After a misunderstanding paying the hotel bill, we were finally transferred to the bus park where we boarded the bus for the final journey, the fourth time we’d driven along the Trisuli River valley. After a few stops for samosas we arrived in Thamel and walked back to our hostel. It was already late afternoon but we had some final chores to run, laundry to put in, paintings to collect, yet another parcel to send to the UK and a haircut and super powerful head massage for Rhys, I could barely stifle the laughter watching him in the mirror.
As it was our last night in Nepal, we decided to head to a Lonely Planet recommended momo restaurant for dumplings.
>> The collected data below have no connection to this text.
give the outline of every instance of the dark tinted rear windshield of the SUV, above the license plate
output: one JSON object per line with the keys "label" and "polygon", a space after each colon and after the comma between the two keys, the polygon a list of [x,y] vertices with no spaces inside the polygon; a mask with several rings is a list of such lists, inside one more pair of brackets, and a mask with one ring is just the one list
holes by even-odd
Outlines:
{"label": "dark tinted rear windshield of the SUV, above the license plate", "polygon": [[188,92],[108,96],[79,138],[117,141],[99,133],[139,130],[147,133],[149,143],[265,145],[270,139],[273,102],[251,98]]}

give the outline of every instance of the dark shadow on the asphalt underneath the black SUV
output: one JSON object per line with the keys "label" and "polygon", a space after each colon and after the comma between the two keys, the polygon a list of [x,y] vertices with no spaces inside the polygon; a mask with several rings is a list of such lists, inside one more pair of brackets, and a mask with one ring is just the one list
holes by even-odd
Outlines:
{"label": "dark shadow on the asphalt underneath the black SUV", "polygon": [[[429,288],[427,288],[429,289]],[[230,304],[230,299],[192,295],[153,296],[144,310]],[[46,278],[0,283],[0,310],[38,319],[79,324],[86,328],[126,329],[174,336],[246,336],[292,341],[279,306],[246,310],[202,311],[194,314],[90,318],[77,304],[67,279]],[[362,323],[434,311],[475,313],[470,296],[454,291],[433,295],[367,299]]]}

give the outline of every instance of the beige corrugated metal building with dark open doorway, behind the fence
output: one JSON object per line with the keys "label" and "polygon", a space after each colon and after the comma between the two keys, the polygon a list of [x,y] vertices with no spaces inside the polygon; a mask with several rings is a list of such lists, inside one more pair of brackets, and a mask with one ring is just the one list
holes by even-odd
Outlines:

We arrived 5 minutes before last orders and had a delicious last meal before wandering back to the room.
We had the full day before our 9pm flight and had hoped to do some more sightseeing. Just as we sat on the roof terrace to wait for breakfast, it started to drizzle. We were due to collect our passports from the Chinese embassy that morning and walked over, excited to have one more visa out of the way before returning to the hostel to wait out the weather. The rain didn’t stop and we ended up back in Himalayan Java for more coffee and cake.
We had a taxi arranged to collect us from the hostel for the ride to the airport and made it through security with plenty of time to kill. Our flight left on time and we began the first 4 1/2 hours of a very long night.